J’espère beaucoup des œufs à la neige maison , c’est un dessert à la fois simple et délicat.
Mais pourquoi Mathilde m’a-t-elle conseillé cet endroit ? C’est à croire qu’elle était en charmante compagnie et que tout le reste lui a échappé !!!
Pour ma part, mon invité s’étant décommandé à la dernière minute , j’ai dû faire face seule à la déception de mes papilles. Certes, un effort notable est réalisé pour la présentation des plats : une assiette ponctuée d’arabesques de sauces aux saveurs et coloris variés, ou encore une dentelle arachnéenne posée en équilibre. Tout ceci n’est pourtant pas suffisant pour faire oublier le goût amer des endives qui entrait dans la composition de l’entrée et encore moins les grains de sable cachés parmi les céréales qui constituaient un des éléments clé de la farandole de légumes bio.
Décidément, cette première expérience de restaurant végétarien ne me laissera pas un souvenir impérissable, même si le dessert qui arrive sous mes yeux à l’instant semble digne de toutes les attentions.
Neige au printemps (GG)
Neige brossait ses cheveux d’or sous le grand chêne du parc Faulkner. Elle souriait à la brise légère en laissant s’envoler, parfois, dans un grand rire de cristal, quelques coquines pépites blondes. Inutile de préciser qu’à la ronde, les Chevaliers au Bois Dormant entrechoquaient leurs armures pour profiter de l’aubaine. Ce n’est pas tous les jours, il est vrai, que l’on peut récolter ne serait-ce qu’un seul grain de sable, mordoré de surcroît, né de la chevelure de Neige.
Ce miracle, s’il en est, annonçait le premier matin du Printemps, et ce, de toute éternité, du moins celle des Hommes de l’ancien temps. Basile était un de ceux-là. Il était même un des tout premiers à poursuivre la chimère. C’était un voyageur de l’extrême. Nul recoin de ce Monde, pourtant enchevêtré, ne lui était étranger. Il connaissait tout, depuis les steppes de l’Orient parcourues en tous sens par d’intrépides cavalières jusqu’aux abysses des mers du Sud et leurs sirènes mensongères. En passant par les sommets maléfiques, peuplées de créatures bibliques. Partout, il avait triomphé, portant très haut la bannière de celui qui ne se résigne jamais. Et pourtant… dix-sept fois déjà qu’il fait chou blanc le premier matin du printemps. Impossible de s’approcher de cette Neige à la folle toison. Dès qu’il approchait elle fondait le laissant, fort amer, contempler quelques lueurs indécises disparaître au premier soleil.
Alors cette année il a pris sa décision. La prochaine fois, il se mettra en embuscade et dès la plus petite lueur là-bas au bout de l’allée des Ormes, il se jettera sur celle qu’il désire depuis si longtemps.
Pauvre Basile, il lui faudra attendre encore quelque temps, car depuis des années maintenant, Neige ne vient plus au printemps.
L’Auberge blanche (Olivier DELAGE)
Nous avions prévu de rentrer le soir même, après ces retrouvailles, ce diner impromptu, organisé au pied levé, dans une auberge, pour célébrer le court passage d’un vieil ami expatrié. Nous avions festoyés comme il se doit, sans excès toutefois, car nous devions reprendre la route qui nous ramènerait de nuit, au village où nous vivions alors. Les conversations s’étaient déployées autour de cette longue tablée qui enfin nous réunissait, après tant d’années sans se voir.

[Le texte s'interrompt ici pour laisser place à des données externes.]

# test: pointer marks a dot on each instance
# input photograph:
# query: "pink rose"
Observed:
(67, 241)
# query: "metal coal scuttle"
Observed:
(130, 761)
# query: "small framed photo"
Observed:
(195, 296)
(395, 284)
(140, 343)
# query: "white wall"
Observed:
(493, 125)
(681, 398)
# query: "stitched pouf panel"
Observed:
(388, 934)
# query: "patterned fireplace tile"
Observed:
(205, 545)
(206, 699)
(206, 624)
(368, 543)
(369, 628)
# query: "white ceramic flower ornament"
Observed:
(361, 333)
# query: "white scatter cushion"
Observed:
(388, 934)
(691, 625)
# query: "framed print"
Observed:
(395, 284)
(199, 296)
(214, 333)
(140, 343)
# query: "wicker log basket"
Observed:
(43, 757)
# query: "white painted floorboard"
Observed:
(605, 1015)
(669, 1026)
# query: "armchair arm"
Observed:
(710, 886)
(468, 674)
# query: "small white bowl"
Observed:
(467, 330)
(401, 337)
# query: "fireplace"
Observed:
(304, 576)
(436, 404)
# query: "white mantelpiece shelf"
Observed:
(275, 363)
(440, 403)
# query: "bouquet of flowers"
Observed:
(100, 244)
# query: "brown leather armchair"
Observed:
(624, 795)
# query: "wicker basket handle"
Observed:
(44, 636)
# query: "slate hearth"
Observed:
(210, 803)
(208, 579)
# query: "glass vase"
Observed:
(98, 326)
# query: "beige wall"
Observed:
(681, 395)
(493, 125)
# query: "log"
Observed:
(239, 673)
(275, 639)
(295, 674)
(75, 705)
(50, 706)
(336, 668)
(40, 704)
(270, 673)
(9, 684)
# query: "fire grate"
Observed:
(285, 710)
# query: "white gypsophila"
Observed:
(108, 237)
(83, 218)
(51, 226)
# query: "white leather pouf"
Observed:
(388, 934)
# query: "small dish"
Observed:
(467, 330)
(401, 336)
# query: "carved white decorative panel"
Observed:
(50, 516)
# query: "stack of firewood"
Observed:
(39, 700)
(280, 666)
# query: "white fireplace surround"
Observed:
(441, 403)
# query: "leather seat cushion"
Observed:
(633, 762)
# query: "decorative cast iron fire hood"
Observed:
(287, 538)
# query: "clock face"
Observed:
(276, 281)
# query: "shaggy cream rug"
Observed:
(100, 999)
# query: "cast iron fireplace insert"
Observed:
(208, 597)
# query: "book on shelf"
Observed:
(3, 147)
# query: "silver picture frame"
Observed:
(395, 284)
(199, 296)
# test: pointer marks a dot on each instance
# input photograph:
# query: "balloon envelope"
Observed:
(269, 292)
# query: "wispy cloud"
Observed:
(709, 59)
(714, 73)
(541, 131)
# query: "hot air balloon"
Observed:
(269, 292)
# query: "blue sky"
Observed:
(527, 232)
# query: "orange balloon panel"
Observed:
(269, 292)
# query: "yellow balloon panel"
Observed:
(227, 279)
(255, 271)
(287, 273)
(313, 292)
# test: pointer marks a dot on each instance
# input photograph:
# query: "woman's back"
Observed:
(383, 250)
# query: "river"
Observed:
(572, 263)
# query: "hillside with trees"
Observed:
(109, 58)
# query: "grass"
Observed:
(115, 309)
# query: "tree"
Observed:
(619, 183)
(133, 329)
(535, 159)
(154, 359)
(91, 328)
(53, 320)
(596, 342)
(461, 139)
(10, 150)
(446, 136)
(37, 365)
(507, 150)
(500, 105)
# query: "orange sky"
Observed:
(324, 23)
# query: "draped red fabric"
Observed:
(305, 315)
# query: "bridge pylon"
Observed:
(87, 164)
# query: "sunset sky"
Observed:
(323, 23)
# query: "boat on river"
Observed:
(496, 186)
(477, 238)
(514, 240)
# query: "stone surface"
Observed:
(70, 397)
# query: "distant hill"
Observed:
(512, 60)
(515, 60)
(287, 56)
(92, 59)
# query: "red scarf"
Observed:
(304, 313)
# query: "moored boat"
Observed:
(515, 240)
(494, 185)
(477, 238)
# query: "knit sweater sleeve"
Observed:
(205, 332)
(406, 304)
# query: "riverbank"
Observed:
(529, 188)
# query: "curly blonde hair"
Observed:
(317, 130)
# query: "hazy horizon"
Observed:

Nombre des sujets qui nous tenaient à cœur avaient été abordés, les souvenir les plus doux, les moments fous vécus naguère, sans omettre ceux plus amers que la disparition d’un ami cher avaient forcément suscités. Et nous étions très heureux de cette harmonie retrouvée, cette incroyable complicité que nous avions maintes fois constatée. Pas de propos blessants ni de mots déplacés, tous ces petits grains de sable qui parfois suffisent à gâcher ces moments privilégiés.
Mais nous n’avions pas prévu que la neige se mettrait à tomber, recouvrant la campagne d’un épais manteau, et les routes alentours d’une couche épaisse.
Tard dans la nuit, nous avions alors réalisé que nous étions bien coincés, dans cette auberge au milieu de nulle part, naufragés d’un instant, suspendus dans le temps. Et nous nous sommes surpris à accueillir cet imprévu d’un enthousiasme inattendu. Nous partagerions les quelques chambres que les plus prévoyants d’entre nous avaient réservés dans l’auberge, y établirions un campement improvisé, animés d’une joie toute juvénile.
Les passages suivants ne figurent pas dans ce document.